Aucune mention de la Bretagne Historique dans ces définitions !

En ce qui concerne la définition de Nantes : pas plus d'indications sur la séparation du Pays Nantais, ou du département de Loire-Atlantique, du reste de la Bretagne ! Néanmoins, une seule et brève mention en tant que capitale du duché breton, noyée dans la formule qui convient pour faire passer inaperçu ce "détail de l'Histoire".

En feuilletant les pages Histoire, on notera que rien n'est dit de l'Histoire de Bretagne, qui ne paraît ici pas assez importante à souligner ou même à rapidement expliquer ! Les élèves nantais se contenteront de croire que de 852 à 1532, des rois de France administraient leurs ancêtres.

Une seule carte de France est de mise, reprenant le découpage administratif actuel en régions : Nantes est bien en Pays de la Loire ! Tout va bien ou presque...

"On (les Bretons) a déjà l'impression que la culture bretonne, pourtant si forte à Nantes, est niée ; si en plus nos enfants apprennent ce que quelques politiciens nous imposent depuis 40 ans, contre l'avis de la population, comme source de vérité... de plus en plus de parents choisiront les filières d'enseignement en langue bretonne, où notre Histoire y est assumée et non cachée !" nous confie le papa d'un élève du collège Stendhal à Nantes.
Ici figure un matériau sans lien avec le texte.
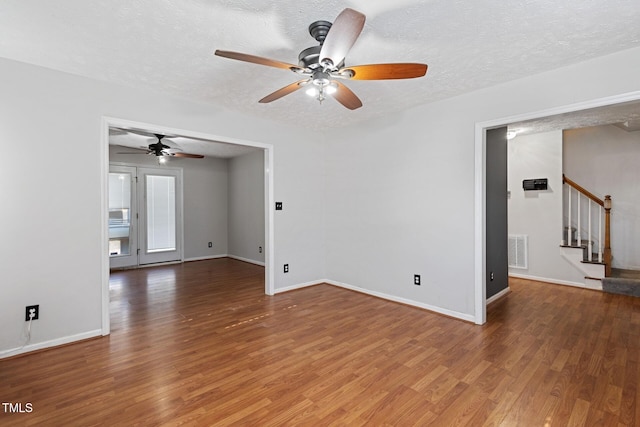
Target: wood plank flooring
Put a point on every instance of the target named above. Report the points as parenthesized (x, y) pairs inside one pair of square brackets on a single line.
[(200, 344)]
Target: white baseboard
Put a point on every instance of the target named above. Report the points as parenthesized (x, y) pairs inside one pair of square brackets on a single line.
[(251, 261), (450, 313), (51, 343), (499, 295), (547, 280), (300, 286), (202, 258)]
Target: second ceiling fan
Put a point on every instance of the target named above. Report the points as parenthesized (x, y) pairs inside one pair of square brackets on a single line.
[(323, 66)]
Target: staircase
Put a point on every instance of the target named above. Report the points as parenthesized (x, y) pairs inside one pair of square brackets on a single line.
[(586, 234), (586, 242)]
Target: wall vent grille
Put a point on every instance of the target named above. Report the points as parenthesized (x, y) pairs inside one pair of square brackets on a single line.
[(518, 251)]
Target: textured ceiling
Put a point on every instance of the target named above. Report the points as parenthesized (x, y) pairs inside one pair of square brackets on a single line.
[(139, 140), (168, 46)]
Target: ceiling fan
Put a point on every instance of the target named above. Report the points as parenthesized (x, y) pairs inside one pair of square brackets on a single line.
[(323, 66), (160, 149)]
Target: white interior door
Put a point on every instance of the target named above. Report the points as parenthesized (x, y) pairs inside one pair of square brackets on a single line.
[(123, 233), (160, 215)]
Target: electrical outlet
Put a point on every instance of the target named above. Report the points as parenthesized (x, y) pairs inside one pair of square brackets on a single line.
[(32, 312)]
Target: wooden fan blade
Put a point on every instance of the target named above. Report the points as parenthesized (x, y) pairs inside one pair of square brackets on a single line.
[(190, 156), (283, 91), (341, 37), (346, 97), (257, 60), (385, 71)]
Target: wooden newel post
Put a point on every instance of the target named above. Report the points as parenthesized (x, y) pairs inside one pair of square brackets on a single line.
[(607, 236)]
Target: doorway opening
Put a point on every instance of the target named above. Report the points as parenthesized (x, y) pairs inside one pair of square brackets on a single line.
[(564, 115)]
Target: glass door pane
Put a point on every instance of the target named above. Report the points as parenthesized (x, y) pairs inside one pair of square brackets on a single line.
[(161, 213), (160, 210)]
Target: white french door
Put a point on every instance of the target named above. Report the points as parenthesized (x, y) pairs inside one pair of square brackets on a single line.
[(145, 215), (160, 215)]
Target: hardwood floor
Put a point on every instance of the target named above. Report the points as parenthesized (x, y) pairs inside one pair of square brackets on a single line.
[(200, 344)]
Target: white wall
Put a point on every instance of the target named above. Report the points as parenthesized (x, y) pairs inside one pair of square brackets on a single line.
[(604, 160), (538, 214), (400, 190), (246, 207), (393, 197), (204, 200), (51, 190)]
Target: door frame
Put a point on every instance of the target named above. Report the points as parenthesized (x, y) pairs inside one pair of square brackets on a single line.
[(480, 166), (107, 122)]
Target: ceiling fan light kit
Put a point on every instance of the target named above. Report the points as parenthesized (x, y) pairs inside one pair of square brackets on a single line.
[(323, 65)]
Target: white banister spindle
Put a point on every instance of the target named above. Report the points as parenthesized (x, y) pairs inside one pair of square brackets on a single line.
[(600, 214), (579, 227), (589, 249)]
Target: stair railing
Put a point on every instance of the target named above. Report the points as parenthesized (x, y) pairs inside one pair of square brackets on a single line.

Le grand frère d'une élève du Collège Gutenberg à Saint-Herblain va plus loin : "Philippe Grosvalet promettait pour se faire élire, qu'il continuerait le travail de son prédécesseur concernant la question bretonne en Loire-Atlantique ; là, soit il y a eu mensonge, soit un désintéressement total !". "Nos impôts servent à nous débretonniser ou à cacher délibérément des choses importantes à nos enfants !" s'étonne la maman de la petite Marie, élève de sixième dans un collège d'Orvault.

Le Conseil Général de Loire Atlantique suit-il des "directives" imposées par la région Pays de la Loire, foncièrement contre la réunification de la Bretagne et le respect culturel de ses habitants, comme semble s'interroger nombre de parents ?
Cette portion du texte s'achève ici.